Michael Moore’s Fahrenheit 11/9, the day after the 2016 election, looks at the forces and events that led up to the election of a boorish reality host and real estate developer to the presidency of the United States. Moore shows that many pundits, even on the right, laughed when Trump announced his run for office. Moore, on the other hand, had read the tea leaves in the American Rust Belt and knew a Trump win was not only possible but probable. Moore doesn’t let the Left off the hook either. He shows how inactivity during the Flint water crisis and convention shenanigans shutting down the voices of Bernie Sanders supporters led to many Democrats feeling abandoned or disenfranchised, staying home on election day. The concept of voter apathy and “that can’t happen here” is juxtaposed against headlines from newspapers showing the same thoughts after the rise of the Nazis in Germany.
My next screening took me back to the simpler times of the 1980’s, when an alleged affair could actually end someone’s political ambitions. The Front Runner, from director Jason Reitman, stars Hugh Jackman as Gary Hart, whose bid for the Democratic presidential nomination in 1988 was ended three weeks after it began when the press revealed a young woman had stayed the night at Hart’s D.C. townhouse. Hart’s family and Rice are hounded by the press and Hart eventually withdraws in a famous speech where he criticizes the media’s focus on the person and not the issues saying, “We all better do something to make this system work or we’re all going to be soon rephrasing Jefferson to say: I tremble for my country when I think we may, in fact, get the kind of leaders we deserve.”
Reitman touches upon the issue of the tabloid aspects of political journalism but doesn’t dive too deeply, with journalists discussing the good ol’ days when they’d turn a blind eye to a politician’s indiscretions. Throughout the film it feels like Reitman is coming down on the side of the powerful men versus the press that cover them, but he’s careful enough to not show his cards too much in the #MeToo era. Jackman’s Hart remains an enigma. Is he correct in saying that the press has no right to look into the lives of those running for high office or is he an arrogant, entitled man who believes that powerful men have the right to run around as long as it doesn’t publicly hurt the family?
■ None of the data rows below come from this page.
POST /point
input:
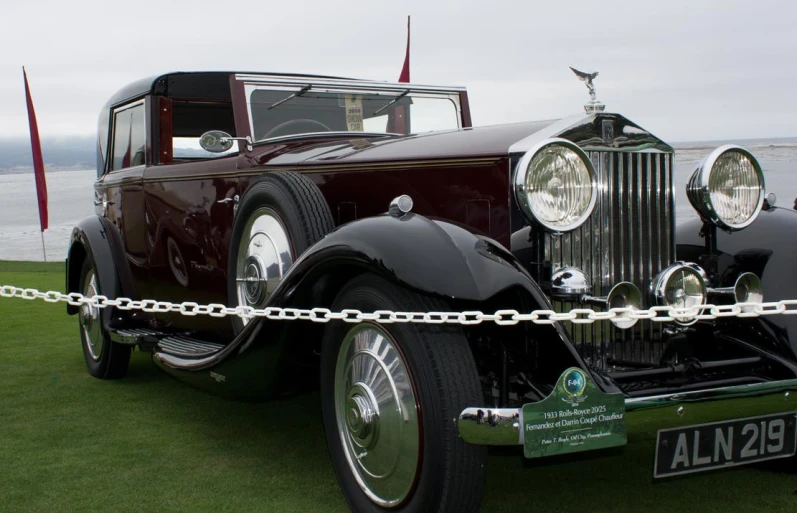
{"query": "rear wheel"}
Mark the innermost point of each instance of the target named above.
(281, 215)
(105, 358)
(390, 396)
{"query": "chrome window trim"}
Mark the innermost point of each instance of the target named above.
(252, 84)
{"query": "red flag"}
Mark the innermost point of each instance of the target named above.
(38, 161)
(397, 119)
(405, 71)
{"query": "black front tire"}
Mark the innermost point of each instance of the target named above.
(301, 214)
(450, 474)
(105, 358)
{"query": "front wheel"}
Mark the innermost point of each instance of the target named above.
(390, 396)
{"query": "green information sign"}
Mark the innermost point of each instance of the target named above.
(576, 417)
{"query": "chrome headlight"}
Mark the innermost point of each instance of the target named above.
(681, 286)
(555, 185)
(728, 188)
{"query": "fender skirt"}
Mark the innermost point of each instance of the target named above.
(433, 257)
(766, 248)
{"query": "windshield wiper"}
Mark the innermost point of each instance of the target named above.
(394, 100)
(294, 95)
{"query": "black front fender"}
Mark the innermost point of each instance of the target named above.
(433, 257)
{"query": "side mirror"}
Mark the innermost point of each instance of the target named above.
(217, 141)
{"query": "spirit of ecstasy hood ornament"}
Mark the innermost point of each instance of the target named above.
(594, 105)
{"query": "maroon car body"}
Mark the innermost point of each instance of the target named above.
(168, 227)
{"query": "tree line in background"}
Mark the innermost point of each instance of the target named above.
(73, 151)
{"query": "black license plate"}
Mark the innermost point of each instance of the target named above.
(717, 445)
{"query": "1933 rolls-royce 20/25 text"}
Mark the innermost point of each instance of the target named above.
(267, 191)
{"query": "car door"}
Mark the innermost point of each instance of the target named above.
(190, 199)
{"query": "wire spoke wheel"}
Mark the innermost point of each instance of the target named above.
(264, 256)
(377, 414)
(89, 318)
(390, 396)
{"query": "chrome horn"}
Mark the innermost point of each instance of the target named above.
(746, 289)
(623, 295)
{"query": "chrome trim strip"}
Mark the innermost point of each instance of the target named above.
(549, 131)
(344, 83)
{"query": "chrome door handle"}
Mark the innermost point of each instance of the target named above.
(227, 201)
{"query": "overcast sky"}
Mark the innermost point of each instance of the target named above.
(685, 70)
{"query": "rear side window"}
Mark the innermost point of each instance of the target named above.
(129, 137)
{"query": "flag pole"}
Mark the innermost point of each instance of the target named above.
(43, 250)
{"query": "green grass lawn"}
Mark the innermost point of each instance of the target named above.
(70, 442)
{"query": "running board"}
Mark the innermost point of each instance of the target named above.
(186, 347)
(174, 344)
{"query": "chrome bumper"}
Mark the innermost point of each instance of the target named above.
(645, 416)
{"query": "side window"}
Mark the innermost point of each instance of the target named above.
(129, 137)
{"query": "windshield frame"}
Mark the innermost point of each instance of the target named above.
(245, 85)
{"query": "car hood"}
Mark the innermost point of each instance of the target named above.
(601, 131)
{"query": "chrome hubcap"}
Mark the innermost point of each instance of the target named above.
(264, 256)
(377, 414)
(89, 318)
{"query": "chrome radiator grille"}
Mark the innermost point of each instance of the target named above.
(628, 237)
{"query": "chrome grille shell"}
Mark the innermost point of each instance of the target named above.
(630, 236)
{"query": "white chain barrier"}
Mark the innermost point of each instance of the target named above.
(501, 317)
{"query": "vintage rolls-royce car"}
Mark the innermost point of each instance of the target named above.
(262, 191)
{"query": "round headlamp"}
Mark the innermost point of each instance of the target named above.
(681, 286)
(728, 188)
(555, 185)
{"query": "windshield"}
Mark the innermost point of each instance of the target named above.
(276, 112)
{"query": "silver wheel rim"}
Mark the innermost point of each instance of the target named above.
(264, 256)
(176, 262)
(89, 318)
(377, 415)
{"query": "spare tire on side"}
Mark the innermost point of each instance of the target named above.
(281, 214)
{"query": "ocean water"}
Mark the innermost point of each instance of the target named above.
(71, 196)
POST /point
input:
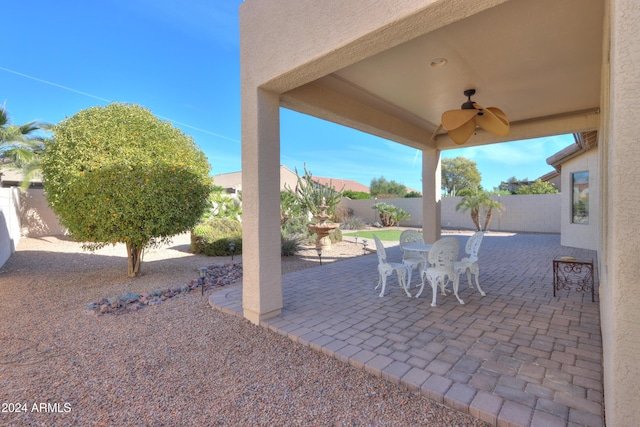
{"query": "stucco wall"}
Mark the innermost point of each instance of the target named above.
(37, 218)
(538, 213)
(581, 235)
(9, 222)
(620, 245)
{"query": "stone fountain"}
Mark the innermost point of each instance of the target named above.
(323, 228)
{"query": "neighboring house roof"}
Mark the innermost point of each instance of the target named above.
(10, 177)
(584, 141)
(233, 180)
(341, 184)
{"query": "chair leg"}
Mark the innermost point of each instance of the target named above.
(434, 289)
(383, 279)
(409, 270)
(403, 280)
(456, 285)
(475, 275)
(422, 285)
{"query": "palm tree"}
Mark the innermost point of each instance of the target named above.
(21, 145)
(478, 203)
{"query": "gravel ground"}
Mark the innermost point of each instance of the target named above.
(180, 363)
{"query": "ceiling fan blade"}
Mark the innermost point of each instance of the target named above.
(461, 134)
(492, 122)
(453, 119)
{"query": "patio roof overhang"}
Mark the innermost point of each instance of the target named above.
(540, 62)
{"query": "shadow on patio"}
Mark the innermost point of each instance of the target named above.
(518, 356)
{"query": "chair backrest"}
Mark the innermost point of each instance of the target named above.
(410, 236)
(473, 245)
(382, 254)
(444, 253)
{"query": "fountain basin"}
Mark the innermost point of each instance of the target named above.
(322, 231)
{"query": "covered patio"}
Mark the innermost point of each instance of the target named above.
(391, 68)
(516, 357)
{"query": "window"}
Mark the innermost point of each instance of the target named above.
(580, 186)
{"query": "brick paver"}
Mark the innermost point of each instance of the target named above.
(517, 357)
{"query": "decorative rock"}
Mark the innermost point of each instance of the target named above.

J.K. Simmonds, Alfred Molina, Ari Graynor and Kevin Pollak get to fire off sharp Sorkin-esque lines about press and politics, but those lines, like the newspapers, will be lining birdcages tomorrow. The only person in the film who gets some real depth is Vera Farmiga, who portrays Lee Hart as a woman who sees Hart blaming the press for his own indiscretions and tells him, “You carry it so I don’t have to.” Her eyes show that the hurt he’s caused in their marriage before is amplified now that it’s public.
Ultimately, The Front Runner is suited for political junkies who want to read or watch every angle of a story, but wider audiences will probably give this one a pass.